In order to determine what mechanism is at work in producing these effects, the study would have been enhanced by studying whether there was a difference in the gene expression between the two groups, and importantly, whether RF exposure repeatedly induced the expression of one or more oncogenes. This, along with dose-response studies seems to be a logical extension of the study.

At the end of the Discussion section the authors imply that an assay system such as this may be useful in determining implications for human health of mobile phone-associated electromagnetic radiation.

Whilst it is true that there may be a difference between mice and humans in the way they absorb the radiation, this study cannot be dismissed in terms of "it utilised mice therefore it is not relevant to humans". In some cases it is true that mice represent an entirely different biological system to humans, whereas in other cases they are an excellent surrogate for human experiments. In support of the latter cases it should be noted that Australia's most recent winner of the Nobel Prize in Medicine, Prof. Peter Doherty, was awarded the Nobel prize for his work in the immune system using mice. His findings are directly applicable to human biology.
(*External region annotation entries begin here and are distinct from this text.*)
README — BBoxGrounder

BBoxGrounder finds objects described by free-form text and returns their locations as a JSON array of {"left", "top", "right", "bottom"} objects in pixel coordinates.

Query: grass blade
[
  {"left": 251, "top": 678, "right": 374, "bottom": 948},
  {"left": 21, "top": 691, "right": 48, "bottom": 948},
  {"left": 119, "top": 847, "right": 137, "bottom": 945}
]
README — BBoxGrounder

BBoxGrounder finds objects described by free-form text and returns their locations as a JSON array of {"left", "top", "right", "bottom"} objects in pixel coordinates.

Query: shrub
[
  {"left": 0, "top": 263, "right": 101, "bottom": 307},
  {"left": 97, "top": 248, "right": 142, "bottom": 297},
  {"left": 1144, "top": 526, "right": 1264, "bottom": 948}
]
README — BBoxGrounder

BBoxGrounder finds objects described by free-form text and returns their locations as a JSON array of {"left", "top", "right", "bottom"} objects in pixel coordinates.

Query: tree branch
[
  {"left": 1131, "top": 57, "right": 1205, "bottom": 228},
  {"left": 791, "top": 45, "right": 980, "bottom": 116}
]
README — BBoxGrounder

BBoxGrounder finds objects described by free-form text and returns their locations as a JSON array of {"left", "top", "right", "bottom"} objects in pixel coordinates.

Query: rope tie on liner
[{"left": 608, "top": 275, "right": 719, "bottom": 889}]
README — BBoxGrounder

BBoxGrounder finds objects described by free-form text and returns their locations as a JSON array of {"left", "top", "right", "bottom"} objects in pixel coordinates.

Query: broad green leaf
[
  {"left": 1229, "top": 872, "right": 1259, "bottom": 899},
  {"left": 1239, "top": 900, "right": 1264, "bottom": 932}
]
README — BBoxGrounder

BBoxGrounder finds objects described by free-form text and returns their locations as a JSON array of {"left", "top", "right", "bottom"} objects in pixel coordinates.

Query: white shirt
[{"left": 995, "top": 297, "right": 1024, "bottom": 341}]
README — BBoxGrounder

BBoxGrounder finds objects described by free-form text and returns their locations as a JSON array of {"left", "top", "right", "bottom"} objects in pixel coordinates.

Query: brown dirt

Secondly, Professor Tony Basten is the Director of the Centenary Institute, and has built his justifiably very fine reputation as a medical researcher in immunology substantially through rodent experiments. It is clear that experiments using laboratory mice can tell us a great deal about how human biology works, that is why they are used in medical research. However, it has yet to be substantiated that in this instance the mice experiments are directly relevant to humans. It is equally important to note that, as yet, that relevance has not been ruled out.